How Your Plan Is Built

An agentic, multi-stage planner reads your data, lays out periodization, builds workouts, forecasts ahead, runs safety checks, and commits.

Your training plan is built by an AI planning engine that works in stages, like a real coach drafting a block of training. When you ask for a plan, it moves through six steps before anything is saved.

1. Intake

The planner starts by reading you. It pulls your profile metrics (FTP, max HR, best 5K, CSS, weight, and more), your recent training history, and your upcoming races into an athlete brief. This is the raw material everything else is built from, which is why a complete athlete profile leads to a better plan.

2. Macro periodization

Next it lays out the big picture: Base, Build, Peak, and Taper phases, with weekly load targets aligned to your A-race. This sets the overall shape and intensity of the block so each week builds toward your goal. See Training phases for what each phase means.

3. Session building

The planner then fills your near-term days with fully structured workouts — intervals, targets, and durations — kept within each week's load budget. These are the detailed sessions you will actually do in the coming days.

4. Forecasting

Days further out are sketched as outline sessions: sport plus intent, without detailed structure yet.
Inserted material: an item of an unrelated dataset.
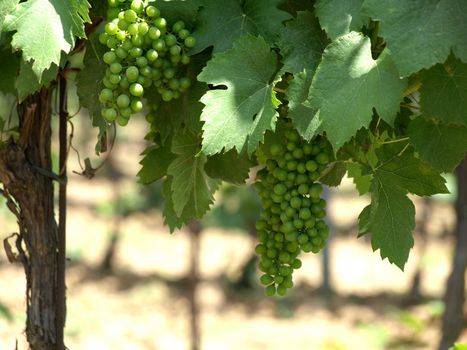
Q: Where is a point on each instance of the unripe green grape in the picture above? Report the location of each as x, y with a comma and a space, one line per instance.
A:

This gives you a sense of what is coming without locking in details that may change. How far the detailed and forecast windows reach depends on your tier, covered in Plan horizons.

5. Review

Before saving, the plan is checked against safety and quality rules: a sensible week-to-week ramp, the right session frequency, and a proper taper into your race. This catches plans that ramp too fast or skip recovery.

6. Commit

Finally the planner writes the plan to your calendar and mirrors rideable bike and run sessions into Shift, so planned workouts can be ridden in the virtual world.

After it is built

A plan is a living thing. When life happens, the coach can revise it intelligently rather than starting over, making the smallest sensible change. See Adapting your plan for how that works.